Update, May 3rd: it appears Lumiya may have been caught by recent changes to changing Google Play policies and Google’s updated developer terms (which apparently require the agreement of all app developers).
The changes to the Google Play policies actually caused some companies – such as HTC – to temporarily remove their apps from Google Play until they could issue updates in compliance with the new policies, with HTC commenting:
In order to comply with the latest Google Play policy, we have temporarily removed a number of HTC applications from the Google Play Store. Applications will be republished over the coming weeks as we deploy new updates.
Sources have suggested that, subject to compliance with the the new policies, smaller developers have either removed their apps or may have had their apps suspended by Google Play pending their formal agreement to the new policies.
I’ve not heard back from Alina on the subject, but Lumiya Support Manager, Kaleaon, indicated that the above may well be reason for Lumiya’s (hopefully temporary) disappearance from Google Play, saying:
I know Alina’s been busy, so she may not yet have had the time to provide her approval.
I’ll provide further updates should I obtain more news.
I was going to hold-off blogging on this until I’d heard back from Alina Lyvette, but as there is already some discussion on the matter, as well as some blog posts, I thought I’d add some notes.
Lumiya is currently unavailable from the Google Play website.
With the recent confirmation that Linden Lab is working on an iOS solution for accessing Second Life, there has been renewed interest in what is available – and it struck me that since my initial reviews of mobile clients such as Mobile Grid Client (2011) – and with the exception of Lumiya – I’ve not really updated on those clients that are available.
This being the case, here’s a quick round-up of those mobile (Android and iOS) solutions recorded on the Third Party Viewer Directory. These are not intended to be comprehensive reviews, but will hopefully provide a general overview of the products and their capabilities / status.

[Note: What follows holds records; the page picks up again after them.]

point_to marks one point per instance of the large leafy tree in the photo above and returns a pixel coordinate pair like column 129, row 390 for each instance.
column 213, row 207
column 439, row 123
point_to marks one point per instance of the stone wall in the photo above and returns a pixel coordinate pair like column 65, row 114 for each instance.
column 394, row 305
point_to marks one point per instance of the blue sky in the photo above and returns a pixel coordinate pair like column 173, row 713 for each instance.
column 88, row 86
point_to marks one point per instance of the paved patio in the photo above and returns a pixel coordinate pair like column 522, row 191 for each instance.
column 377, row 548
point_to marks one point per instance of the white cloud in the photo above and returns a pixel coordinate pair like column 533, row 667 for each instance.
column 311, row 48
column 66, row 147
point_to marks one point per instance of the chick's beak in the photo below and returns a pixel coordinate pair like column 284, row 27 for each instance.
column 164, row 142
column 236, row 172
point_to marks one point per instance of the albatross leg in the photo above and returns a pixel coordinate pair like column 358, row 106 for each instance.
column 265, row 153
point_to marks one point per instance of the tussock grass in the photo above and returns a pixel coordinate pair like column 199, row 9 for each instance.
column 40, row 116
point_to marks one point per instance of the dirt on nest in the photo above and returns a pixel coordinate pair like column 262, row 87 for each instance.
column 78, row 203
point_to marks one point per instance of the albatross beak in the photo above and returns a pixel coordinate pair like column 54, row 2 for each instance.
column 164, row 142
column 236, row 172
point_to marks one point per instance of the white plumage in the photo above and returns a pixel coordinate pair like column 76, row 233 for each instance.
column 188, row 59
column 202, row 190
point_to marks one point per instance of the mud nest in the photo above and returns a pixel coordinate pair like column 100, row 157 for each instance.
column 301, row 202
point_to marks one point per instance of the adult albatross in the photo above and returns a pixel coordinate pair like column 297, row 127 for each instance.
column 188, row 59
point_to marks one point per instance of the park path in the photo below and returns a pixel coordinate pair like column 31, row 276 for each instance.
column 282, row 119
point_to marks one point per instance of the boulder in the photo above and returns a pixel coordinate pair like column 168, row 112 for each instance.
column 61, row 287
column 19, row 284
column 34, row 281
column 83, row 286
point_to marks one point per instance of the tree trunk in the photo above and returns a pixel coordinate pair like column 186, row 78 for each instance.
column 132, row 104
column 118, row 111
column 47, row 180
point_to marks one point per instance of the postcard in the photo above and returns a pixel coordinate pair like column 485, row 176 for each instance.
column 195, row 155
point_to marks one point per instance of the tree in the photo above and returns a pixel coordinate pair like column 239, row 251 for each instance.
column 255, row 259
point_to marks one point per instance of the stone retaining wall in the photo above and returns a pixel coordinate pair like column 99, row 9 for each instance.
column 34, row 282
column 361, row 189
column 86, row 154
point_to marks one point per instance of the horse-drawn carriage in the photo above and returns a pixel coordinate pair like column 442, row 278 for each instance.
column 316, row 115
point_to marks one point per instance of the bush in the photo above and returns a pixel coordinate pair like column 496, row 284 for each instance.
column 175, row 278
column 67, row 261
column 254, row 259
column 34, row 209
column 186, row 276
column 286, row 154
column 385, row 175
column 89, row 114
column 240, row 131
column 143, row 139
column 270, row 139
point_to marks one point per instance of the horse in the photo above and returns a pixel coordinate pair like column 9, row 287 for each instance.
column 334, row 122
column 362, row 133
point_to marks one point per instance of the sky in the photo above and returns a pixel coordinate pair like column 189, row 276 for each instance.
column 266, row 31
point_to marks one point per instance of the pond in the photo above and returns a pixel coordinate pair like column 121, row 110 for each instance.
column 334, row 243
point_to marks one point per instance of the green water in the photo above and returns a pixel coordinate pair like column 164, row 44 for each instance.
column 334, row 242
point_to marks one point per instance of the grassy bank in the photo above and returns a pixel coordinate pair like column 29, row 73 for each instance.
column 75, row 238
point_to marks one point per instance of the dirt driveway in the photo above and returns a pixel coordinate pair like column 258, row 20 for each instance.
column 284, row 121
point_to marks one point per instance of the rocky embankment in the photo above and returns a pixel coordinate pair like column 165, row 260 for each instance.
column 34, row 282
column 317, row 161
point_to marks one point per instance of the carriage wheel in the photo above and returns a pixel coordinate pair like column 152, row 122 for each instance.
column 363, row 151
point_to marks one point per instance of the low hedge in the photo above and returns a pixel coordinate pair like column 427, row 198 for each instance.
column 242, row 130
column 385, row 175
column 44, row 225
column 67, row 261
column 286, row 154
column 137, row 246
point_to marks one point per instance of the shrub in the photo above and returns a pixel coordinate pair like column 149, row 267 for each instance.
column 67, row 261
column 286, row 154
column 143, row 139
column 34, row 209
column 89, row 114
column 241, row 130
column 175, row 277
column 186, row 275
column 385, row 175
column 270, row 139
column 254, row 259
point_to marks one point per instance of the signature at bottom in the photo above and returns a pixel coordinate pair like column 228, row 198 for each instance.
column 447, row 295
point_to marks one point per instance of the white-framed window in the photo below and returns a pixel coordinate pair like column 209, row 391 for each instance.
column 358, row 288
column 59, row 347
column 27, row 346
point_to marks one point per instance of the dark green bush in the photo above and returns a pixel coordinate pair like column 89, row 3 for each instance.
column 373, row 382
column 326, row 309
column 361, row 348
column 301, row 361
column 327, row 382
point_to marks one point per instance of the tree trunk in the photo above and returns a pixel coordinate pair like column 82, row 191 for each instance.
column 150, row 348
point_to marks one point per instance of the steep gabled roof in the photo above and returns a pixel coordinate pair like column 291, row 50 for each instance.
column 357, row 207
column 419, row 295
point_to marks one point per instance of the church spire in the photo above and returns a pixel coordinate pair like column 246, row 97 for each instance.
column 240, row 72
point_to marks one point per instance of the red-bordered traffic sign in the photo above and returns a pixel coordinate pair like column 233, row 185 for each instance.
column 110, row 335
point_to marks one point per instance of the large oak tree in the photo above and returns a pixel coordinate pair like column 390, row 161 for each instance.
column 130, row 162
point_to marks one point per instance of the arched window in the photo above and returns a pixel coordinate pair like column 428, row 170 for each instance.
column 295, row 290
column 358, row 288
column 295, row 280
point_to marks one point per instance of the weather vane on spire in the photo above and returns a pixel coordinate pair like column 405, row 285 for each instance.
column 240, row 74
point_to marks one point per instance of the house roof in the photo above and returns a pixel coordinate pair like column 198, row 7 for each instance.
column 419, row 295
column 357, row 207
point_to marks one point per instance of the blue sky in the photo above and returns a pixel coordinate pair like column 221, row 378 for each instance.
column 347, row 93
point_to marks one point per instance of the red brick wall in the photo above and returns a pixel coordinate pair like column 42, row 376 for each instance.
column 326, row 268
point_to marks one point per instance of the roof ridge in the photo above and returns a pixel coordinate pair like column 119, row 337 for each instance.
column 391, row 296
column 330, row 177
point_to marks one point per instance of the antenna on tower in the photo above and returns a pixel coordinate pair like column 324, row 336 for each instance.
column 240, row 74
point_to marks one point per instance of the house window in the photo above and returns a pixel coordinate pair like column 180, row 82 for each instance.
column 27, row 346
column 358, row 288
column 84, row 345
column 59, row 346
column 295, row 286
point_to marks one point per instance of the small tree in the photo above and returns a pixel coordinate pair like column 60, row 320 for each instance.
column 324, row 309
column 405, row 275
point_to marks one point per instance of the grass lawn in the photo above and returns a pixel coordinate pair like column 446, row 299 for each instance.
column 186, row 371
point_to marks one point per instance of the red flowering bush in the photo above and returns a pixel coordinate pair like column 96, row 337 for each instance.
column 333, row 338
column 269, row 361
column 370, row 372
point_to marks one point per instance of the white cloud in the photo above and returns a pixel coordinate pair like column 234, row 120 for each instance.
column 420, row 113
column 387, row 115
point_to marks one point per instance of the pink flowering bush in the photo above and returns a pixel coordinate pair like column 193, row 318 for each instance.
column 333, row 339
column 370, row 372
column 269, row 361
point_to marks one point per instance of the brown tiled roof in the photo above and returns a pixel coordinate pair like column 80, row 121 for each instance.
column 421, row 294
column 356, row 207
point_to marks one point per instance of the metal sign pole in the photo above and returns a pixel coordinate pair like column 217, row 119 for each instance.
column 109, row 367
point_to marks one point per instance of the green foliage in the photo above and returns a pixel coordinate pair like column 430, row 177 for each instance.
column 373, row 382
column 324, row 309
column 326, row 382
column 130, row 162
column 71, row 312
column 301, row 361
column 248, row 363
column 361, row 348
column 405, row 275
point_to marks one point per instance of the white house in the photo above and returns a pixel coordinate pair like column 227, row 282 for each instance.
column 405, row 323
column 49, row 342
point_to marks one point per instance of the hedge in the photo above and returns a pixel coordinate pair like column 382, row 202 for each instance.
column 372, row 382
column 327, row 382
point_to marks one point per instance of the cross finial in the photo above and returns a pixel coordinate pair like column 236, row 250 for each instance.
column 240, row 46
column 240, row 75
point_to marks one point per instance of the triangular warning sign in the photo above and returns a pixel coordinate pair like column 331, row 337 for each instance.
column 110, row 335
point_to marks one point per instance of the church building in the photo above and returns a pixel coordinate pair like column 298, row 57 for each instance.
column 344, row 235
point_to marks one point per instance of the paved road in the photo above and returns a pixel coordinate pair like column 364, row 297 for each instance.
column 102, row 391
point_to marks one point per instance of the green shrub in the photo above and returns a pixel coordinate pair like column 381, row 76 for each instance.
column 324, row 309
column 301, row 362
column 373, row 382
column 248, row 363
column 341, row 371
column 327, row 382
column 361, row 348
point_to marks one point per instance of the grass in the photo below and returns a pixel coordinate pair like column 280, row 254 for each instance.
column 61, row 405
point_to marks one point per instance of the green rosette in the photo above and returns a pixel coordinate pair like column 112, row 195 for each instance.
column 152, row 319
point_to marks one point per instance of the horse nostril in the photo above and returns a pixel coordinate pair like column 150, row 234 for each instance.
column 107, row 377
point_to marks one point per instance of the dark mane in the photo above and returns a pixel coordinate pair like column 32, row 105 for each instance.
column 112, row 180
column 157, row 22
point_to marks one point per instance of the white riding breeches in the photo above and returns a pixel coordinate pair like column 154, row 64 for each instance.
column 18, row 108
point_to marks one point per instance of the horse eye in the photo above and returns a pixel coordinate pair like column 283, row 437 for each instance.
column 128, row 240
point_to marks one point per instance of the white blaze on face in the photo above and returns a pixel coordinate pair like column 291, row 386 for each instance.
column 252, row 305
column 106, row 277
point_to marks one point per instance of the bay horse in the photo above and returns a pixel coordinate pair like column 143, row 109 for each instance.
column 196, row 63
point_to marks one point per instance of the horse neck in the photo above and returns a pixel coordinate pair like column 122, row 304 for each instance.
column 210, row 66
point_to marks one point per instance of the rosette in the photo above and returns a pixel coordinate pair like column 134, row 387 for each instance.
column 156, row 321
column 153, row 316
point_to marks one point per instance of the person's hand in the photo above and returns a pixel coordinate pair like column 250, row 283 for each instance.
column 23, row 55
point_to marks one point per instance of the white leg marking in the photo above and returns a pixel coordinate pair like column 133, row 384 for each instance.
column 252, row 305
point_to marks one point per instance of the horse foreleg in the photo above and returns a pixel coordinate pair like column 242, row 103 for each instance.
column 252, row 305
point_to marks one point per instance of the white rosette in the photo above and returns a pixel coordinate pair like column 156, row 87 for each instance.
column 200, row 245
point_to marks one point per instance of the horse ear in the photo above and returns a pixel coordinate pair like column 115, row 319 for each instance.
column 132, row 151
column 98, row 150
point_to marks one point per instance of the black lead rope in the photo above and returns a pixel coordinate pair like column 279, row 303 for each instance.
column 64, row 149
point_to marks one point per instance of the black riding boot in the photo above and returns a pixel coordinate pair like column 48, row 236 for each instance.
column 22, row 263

Mobile Grid Client is the longest running of the Android clients listed on the TPV Directory. A text-only application, it provides a range of options, including OpenSim support – but these are subject to the subscription package taken, one of which must be selected after an initial 14-day trial period.
The available subscription options are:
“Standard” version: L$250 per month, with a selection of features disabled (e.g. giving inventory to others, creating / copying notecards, changing your active group, paying avatars, OpenSim support).
“Pro” version L$450 per month / L$4500 per years, with access to all available features.
In 2011, this was a reasonable application, given what was available at the time. Today, however, and even allowing for the subscription payments being non-recurring (so opting out is easy at the end of a subscription period), when compared to Lumiya (below), Mobile Grid Client is notably over-priced, even at the “Standard” subscription model.
First released in 2012, Lumiya was, up until the start of 2017, routinely updated to keep pace with the latest viewer releases from Linden Lab as well as to provide bug fixing issues with various android platforms.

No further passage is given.